Careful looking after
“Perhaps the injury is one of those which needs careful looking after.
“Aiden is no longer 22, 23, 24 ... you don’t want to get to the end of your career and find you had an incredible amount of talent, talent that most people would die for, and you haven’t utilised it properly.”
McGeady missed Everton's opening game of the season after which manager Roberto Martinez suggested that the player would be involved for the second, against Southampton. However, he wasn't involved and while is said to be training with the squad this week, it is unclear the extent to which the hamstring problem might disrupt his season again this year.
Asked if he felt McGeady had hidden the extent of the injury from his at times last season, O’Neill said he didn’t know, but oddly the player himself said at the start of the summer that he was surprised to have been selected for the game against Poland given the extent to which it was troubling him.
On that occasion, McGeady received an injection to help him get through the game, something he subsequently admitted his club had not been happy about.
“As a club manager I would hate any international manager interfering and saying ‘nobody is looking after this player’. You [the player] have got to take responsibility yourself. You’ve got to look after yourself.
“What I was surprised about was that Aiden played the game against England and trained during the course of the week; then on the Thursday before our Saturday game [against Scotland] he really felt it.”
Importance
“Of course, because he is of great importance to us and because of the fact that he might be able to conjure a chance or a goal, you would give him every possible moment to try and come through. But if it’s a muscle injury, and has been ongoing over some time, it was just a surprise to me that you can come through the England game and then find out that you’ve got this. It can happen, but what I’m saying is that it’s been a lengthy ongoing thing.
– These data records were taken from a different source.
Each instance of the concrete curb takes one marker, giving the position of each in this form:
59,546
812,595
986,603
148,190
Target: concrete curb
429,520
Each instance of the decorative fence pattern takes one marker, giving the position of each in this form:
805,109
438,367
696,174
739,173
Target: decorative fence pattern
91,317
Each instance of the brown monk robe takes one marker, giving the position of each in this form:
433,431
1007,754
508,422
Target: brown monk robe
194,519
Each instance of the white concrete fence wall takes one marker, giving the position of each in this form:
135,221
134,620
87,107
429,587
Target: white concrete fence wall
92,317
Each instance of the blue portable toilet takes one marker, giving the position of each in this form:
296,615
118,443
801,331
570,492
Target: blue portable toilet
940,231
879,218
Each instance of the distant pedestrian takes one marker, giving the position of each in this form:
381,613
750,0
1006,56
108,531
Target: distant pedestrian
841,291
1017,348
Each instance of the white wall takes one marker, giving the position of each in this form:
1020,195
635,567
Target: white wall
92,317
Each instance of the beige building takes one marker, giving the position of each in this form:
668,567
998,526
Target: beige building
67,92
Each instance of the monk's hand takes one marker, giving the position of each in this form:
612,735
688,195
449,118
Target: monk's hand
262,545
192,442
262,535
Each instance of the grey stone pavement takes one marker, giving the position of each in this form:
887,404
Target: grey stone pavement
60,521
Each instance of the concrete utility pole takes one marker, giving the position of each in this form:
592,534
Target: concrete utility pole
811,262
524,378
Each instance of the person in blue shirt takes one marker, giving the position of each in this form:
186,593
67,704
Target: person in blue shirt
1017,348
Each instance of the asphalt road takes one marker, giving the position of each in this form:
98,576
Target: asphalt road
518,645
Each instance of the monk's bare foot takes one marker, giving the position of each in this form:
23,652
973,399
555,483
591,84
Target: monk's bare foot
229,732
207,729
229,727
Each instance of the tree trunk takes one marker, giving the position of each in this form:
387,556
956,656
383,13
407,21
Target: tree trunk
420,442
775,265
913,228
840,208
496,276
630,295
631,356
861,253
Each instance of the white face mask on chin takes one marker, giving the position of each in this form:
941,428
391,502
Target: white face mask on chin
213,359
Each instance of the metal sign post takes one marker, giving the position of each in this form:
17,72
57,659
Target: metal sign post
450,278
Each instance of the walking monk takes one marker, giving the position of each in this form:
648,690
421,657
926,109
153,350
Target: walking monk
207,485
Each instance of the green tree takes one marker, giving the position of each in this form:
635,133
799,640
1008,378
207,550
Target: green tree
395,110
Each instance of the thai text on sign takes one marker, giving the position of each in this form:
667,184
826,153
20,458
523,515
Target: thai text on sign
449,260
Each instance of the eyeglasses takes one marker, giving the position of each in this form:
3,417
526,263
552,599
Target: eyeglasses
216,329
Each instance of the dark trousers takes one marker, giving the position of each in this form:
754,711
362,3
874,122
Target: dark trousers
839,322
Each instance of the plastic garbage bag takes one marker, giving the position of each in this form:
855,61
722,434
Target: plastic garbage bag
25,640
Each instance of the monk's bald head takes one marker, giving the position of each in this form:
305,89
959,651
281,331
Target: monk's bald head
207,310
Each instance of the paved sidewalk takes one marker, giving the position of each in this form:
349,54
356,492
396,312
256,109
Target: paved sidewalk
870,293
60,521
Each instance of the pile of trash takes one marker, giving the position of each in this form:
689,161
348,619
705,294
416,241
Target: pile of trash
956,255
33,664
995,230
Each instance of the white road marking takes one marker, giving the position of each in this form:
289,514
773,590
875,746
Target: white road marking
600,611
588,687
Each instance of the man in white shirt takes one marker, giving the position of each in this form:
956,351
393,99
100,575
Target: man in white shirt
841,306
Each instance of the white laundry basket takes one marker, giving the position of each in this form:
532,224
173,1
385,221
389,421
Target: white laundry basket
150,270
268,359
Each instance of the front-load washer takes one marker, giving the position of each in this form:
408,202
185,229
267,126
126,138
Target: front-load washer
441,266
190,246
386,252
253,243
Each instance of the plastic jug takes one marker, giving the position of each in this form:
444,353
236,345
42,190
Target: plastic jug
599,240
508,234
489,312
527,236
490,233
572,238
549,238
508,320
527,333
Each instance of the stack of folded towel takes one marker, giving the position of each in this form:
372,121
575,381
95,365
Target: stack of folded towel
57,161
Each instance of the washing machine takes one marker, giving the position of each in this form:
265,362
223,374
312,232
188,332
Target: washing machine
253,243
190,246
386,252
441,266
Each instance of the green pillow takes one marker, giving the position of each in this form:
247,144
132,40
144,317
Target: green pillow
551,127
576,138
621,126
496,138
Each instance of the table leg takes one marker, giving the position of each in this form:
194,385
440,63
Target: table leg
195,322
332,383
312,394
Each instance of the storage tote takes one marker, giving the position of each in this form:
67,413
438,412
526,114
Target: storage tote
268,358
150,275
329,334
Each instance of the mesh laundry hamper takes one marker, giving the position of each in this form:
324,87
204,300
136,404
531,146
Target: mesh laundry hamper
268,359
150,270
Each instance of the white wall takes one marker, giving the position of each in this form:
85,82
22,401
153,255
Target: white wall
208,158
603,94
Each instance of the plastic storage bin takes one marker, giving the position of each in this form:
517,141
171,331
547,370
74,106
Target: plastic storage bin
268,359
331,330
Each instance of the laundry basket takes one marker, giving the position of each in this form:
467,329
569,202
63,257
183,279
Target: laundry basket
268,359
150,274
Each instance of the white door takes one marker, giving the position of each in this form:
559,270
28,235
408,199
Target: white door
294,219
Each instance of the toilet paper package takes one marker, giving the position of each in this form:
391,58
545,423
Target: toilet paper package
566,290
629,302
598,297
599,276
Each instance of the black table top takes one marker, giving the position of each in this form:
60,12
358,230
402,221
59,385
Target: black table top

“So that’s something he has to look after and monitor himself. That’s a long time to be carrying that kind of problem around.”
McGeady, of course, is far from the only player sidelined during the opening weeks of the British season. Of 26 players based in England and Scotland involved with O’Neill’s last squad in June, only 13 started for their clubs over the first weekend of the new campaign, something that, O’Neill says, didn’t really surprise him.
Goalkeepers
“I kind of expected it really,” said the manager who has particular issues with his goalkeepers and first choice defenders.
Shay Given is back on the bench now that he has joined Stoke, David Forde has dropped to League One with Millwall and Keiren Westwood was injured while playing for Sheffield Wednesday at the weekend. Darren Randolph, meanwhile, is expected to get a couple of first team games at West Ham before the internationals due to Adrián's suspension, all of which leaves O'Neill with a significant call to make.
Similarly, there are problems with the defence as John O'Shea and Marc Wilson have yet to feature for their clubs and Stephen Ward is still out of favour at Burnley, prompting Martin O'Neill to call up Greg Cunningham, now with Preston North End, for the first time since he became manager.